Mention the phrase “church growth” and you’ll hear a variety of opinions.
On one hand, you’ll find people who promise seven simple steps to explode growth now or organizations that will reveal the secret to growth for three easy payments of $97.
And on the other hand, there are writers who use words like abomination and say the church growth movement usurps the Holy Spirit.
These are two very different opinions from two very different camps: The spiritualists and the pragmatists.
Spiritualists are quick to point out the words “church growth” do not appear in the Bible. They remind us that because the church belongs to Jesus, church growth is something only God can do. Jesus said, “I will build my church.”
The focus is on discipleship, prayer and following Jesus while leaving the results up to God. Spiritualists don’t want any part tactics taken from the business world or tactics that push God into the margins.
Pragmatists, on the other hand, love to talk about church growth plans and strategies. They remind us that while church growth is up to God, He uses people and systems and technology to accomplish His purposes.
The focus is on leadership, engaging culture and executing at a high level, while asking God to bless everything.
So what is the right approach?
A Biblical Metaphor for Church Growth
Here’s what Jesus said in Mark 4:26-29:
“This is what the kingdom of God is like. A man scatters seed on the ground. Night and day, whether he sleeps or gets up, the seed sprouts and grows, though he does not know how. All by itself the soil produces grain—first the stalk, then the head, then the full kernel in the head. As soon as the grain is ripe, he puts the sickle to it, because the harvest has come.”
Jesus used a farming analogy to explain how the kingdom of God grows.
Once the farmer plants the seed, it grows by itself. The farmer isn’t in control of that process, and doesn’t even fully understand it. The farmer is involved, but the farmer is not in control.
Growth happens naturally, but only after the farmer did the hard work of preparing the soil.
And that’s how church growth works.
It’s a combination of the blessings of God and the stewardship of man. God-given results somehow teamed with human endeavors. A combination of divine intervention and human leadership.

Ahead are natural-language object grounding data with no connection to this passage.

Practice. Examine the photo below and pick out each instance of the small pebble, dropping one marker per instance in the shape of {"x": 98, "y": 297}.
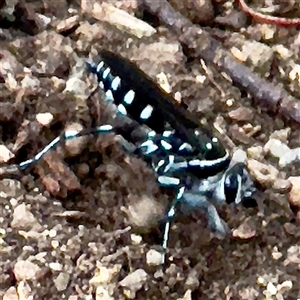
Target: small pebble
{"x": 255, "y": 152}
{"x": 61, "y": 281}
{"x": 44, "y": 118}
{"x": 75, "y": 146}
{"x": 264, "y": 174}
{"x": 26, "y": 270}
{"x": 290, "y": 157}
{"x": 294, "y": 196}
{"x": 153, "y": 258}
{"x": 133, "y": 282}
{"x": 241, "y": 114}
{"x": 281, "y": 135}
{"x": 23, "y": 218}
{"x": 282, "y": 185}
{"x": 5, "y": 154}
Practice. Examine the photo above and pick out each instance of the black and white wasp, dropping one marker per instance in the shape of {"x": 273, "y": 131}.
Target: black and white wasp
{"x": 184, "y": 157}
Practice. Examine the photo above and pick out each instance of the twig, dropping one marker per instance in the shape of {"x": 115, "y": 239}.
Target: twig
{"x": 202, "y": 45}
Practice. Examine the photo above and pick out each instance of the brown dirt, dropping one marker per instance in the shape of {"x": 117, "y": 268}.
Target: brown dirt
{"x": 70, "y": 228}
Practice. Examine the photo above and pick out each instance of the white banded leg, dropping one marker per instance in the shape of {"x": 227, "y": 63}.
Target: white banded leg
{"x": 170, "y": 216}
{"x": 68, "y": 135}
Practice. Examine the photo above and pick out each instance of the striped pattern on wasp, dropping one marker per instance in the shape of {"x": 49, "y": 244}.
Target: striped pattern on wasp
{"x": 183, "y": 156}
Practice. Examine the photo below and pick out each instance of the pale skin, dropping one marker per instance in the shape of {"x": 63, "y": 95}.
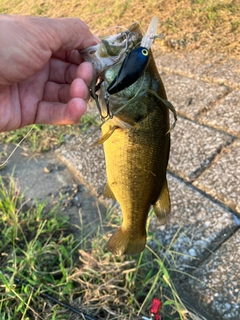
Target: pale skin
{"x": 43, "y": 79}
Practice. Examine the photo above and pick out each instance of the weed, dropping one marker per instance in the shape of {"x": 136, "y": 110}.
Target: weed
{"x": 37, "y": 248}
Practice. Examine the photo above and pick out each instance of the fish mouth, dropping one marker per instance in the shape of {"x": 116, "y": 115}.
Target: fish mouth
{"x": 112, "y": 49}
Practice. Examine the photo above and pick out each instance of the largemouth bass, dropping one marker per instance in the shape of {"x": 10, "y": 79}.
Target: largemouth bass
{"x": 136, "y": 138}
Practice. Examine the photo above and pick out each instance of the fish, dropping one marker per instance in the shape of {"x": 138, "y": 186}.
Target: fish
{"x": 135, "y": 133}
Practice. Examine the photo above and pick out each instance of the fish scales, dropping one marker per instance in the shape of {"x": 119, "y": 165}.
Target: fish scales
{"x": 136, "y": 163}
{"x": 136, "y": 138}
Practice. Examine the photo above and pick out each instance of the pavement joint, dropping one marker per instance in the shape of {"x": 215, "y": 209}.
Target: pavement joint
{"x": 203, "y": 176}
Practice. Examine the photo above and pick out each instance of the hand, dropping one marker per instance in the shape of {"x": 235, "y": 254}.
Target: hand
{"x": 42, "y": 76}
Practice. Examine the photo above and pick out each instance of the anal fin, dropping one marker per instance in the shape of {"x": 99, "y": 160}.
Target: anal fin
{"x": 162, "y": 206}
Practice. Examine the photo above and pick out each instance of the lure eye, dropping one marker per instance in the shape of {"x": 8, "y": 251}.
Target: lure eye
{"x": 145, "y": 52}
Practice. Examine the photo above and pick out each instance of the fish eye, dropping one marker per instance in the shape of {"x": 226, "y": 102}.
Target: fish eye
{"x": 145, "y": 52}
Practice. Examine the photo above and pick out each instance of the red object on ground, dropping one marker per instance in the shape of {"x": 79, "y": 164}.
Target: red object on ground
{"x": 156, "y": 305}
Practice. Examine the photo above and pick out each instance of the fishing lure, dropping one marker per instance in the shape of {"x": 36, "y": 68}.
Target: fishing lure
{"x": 131, "y": 70}
{"x": 135, "y": 62}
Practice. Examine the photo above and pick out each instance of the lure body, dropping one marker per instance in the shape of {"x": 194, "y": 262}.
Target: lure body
{"x": 131, "y": 70}
{"x": 136, "y": 137}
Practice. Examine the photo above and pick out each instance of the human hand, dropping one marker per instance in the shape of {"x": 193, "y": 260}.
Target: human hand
{"x": 43, "y": 79}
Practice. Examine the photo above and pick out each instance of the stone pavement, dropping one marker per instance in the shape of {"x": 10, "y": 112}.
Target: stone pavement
{"x": 203, "y": 175}
{"x": 204, "y": 169}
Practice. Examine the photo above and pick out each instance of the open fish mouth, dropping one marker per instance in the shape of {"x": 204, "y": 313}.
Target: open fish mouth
{"x": 112, "y": 49}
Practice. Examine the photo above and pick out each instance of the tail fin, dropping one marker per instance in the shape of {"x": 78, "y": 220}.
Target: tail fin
{"x": 162, "y": 206}
{"x": 123, "y": 242}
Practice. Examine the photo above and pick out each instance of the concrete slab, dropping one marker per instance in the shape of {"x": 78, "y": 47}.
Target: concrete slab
{"x": 87, "y": 162}
{"x": 218, "y": 281}
{"x": 225, "y": 115}
{"x": 196, "y": 227}
{"x": 193, "y": 147}
{"x": 189, "y": 96}
{"x": 221, "y": 179}
{"x": 227, "y": 72}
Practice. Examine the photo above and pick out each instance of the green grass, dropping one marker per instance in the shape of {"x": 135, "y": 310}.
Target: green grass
{"x": 36, "y": 246}
{"x": 215, "y": 22}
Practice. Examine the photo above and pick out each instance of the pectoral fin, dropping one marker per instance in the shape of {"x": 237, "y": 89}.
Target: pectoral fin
{"x": 104, "y": 137}
{"x": 162, "y": 206}
{"x": 108, "y": 192}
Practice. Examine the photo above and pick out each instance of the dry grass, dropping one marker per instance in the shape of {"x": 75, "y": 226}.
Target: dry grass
{"x": 209, "y": 25}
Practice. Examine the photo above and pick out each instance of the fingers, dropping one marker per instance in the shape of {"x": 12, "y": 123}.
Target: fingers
{"x": 55, "y": 92}
{"x": 56, "y": 113}
{"x": 64, "y": 72}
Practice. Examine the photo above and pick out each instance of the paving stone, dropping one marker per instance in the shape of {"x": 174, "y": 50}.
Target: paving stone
{"x": 191, "y": 64}
{"x": 193, "y": 147}
{"x": 218, "y": 282}
{"x": 225, "y": 115}
{"x": 221, "y": 179}
{"x": 190, "y": 96}
{"x": 196, "y": 227}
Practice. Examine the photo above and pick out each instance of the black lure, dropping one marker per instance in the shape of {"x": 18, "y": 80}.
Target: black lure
{"x": 131, "y": 70}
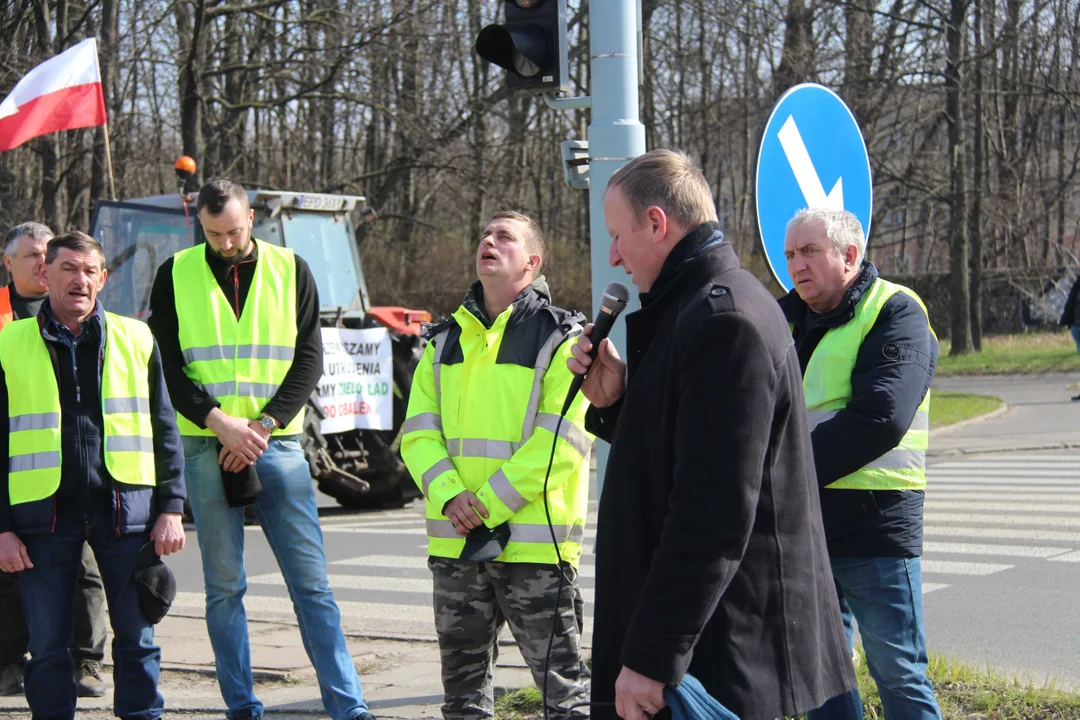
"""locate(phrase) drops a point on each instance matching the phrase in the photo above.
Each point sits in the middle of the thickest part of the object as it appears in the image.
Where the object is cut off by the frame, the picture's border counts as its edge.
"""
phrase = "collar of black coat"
(220, 268)
(797, 312)
(536, 295)
(702, 254)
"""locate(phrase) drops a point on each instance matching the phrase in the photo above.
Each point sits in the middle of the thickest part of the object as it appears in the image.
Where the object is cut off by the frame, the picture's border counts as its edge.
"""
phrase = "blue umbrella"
(690, 702)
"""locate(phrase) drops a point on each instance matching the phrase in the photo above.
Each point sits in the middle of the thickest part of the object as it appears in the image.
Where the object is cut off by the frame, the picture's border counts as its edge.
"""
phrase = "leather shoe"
(88, 680)
(11, 680)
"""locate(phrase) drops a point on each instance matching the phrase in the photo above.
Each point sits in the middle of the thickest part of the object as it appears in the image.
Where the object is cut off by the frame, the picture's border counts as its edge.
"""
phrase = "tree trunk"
(976, 194)
(797, 63)
(959, 285)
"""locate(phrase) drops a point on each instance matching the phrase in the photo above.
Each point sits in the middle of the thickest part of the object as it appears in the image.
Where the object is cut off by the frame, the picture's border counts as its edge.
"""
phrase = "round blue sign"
(812, 155)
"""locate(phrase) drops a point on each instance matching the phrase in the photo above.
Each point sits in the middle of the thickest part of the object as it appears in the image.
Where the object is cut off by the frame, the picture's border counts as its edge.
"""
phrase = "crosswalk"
(984, 516)
(989, 514)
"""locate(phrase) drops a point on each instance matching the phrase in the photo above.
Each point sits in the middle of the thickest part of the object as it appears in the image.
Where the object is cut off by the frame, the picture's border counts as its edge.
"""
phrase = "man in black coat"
(711, 555)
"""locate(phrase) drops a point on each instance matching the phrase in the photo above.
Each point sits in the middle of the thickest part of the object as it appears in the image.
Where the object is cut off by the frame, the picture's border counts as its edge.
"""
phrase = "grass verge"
(948, 408)
(963, 693)
(1030, 353)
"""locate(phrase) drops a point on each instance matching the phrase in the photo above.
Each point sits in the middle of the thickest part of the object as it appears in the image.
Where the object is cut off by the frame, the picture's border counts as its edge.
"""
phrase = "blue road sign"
(812, 155)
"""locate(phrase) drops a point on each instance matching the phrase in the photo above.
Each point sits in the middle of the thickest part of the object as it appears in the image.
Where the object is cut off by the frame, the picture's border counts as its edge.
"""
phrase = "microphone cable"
(562, 584)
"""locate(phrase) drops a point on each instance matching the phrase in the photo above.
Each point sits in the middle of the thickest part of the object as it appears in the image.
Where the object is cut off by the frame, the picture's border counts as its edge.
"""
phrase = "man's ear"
(851, 256)
(534, 263)
(656, 221)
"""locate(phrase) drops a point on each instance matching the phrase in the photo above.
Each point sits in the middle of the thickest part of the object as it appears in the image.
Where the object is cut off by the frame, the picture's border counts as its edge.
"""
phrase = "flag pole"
(108, 161)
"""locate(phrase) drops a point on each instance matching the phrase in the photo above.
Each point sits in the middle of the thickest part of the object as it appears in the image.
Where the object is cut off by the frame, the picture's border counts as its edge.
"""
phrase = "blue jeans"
(885, 596)
(49, 606)
(289, 519)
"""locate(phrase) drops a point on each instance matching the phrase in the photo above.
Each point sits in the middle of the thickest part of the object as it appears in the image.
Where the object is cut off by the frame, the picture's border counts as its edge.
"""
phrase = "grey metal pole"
(616, 136)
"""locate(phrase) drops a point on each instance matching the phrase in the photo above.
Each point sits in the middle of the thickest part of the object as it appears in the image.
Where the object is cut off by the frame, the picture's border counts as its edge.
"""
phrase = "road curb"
(971, 421)
(1011, 448)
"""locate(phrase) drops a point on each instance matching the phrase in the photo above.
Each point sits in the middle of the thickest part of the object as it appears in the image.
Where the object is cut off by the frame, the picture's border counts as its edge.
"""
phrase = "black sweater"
(191, 401)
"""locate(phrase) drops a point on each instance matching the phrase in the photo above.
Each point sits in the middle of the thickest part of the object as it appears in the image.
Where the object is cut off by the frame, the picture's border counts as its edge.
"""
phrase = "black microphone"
(613, 301)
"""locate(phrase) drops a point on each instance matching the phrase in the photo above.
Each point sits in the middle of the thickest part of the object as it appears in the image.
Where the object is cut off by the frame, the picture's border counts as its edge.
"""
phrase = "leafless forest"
(969, 108)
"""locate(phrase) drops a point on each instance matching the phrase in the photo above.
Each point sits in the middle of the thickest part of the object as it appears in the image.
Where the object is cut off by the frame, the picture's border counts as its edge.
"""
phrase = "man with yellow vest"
(238, 323)
(482, 419)
(93, 456)
(867, 354)
(24, 256)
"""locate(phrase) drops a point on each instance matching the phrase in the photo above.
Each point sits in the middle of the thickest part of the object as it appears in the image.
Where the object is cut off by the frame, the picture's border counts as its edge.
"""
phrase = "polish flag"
(62, 93)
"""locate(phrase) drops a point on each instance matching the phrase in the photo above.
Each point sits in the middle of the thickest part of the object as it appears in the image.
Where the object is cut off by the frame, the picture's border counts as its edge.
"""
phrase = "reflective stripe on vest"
(34, 407)
(7, 312)
(243, 362)
(826, 384)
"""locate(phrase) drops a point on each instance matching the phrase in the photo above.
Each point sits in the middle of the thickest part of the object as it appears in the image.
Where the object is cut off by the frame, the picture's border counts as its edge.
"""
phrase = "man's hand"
(230, 462)
(462, 512)
(637, 696)
(606, 378)
(235, 436)
(13, 556)
(167, 533)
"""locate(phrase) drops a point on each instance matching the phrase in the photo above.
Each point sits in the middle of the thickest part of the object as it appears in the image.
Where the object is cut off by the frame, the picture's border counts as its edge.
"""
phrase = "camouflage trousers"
(473, 600)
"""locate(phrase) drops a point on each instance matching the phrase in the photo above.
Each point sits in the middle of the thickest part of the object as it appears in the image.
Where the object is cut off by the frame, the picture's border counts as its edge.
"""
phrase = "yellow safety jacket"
(240, 362)
(826, 384)
(482, 416)
(34, 407)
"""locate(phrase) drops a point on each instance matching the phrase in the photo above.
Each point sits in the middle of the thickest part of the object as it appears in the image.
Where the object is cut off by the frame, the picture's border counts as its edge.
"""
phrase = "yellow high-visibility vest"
(34, 407)
(240, 362)
(826, 384)
(475, 423)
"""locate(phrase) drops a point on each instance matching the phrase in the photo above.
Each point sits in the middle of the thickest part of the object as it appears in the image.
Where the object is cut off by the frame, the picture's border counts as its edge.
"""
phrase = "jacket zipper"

Paul makes a similar statement in 1 Corinthians 3:6. He says he planted churches, Apollos came along and watered the seed, but it was God who gave the increase.
Spiritualists focus on how God gives the increase. Pragmatists point out that Paul planted and Apollos watered.
Yes, church growth was all up to God. But two humans both played a part in the process.
So the pragmatists are right.
And so are the spiritualists.
Church growth is up to God because the church belongs to Him. But he chooses to use us in the process, giving us the opportunity to be great stewards.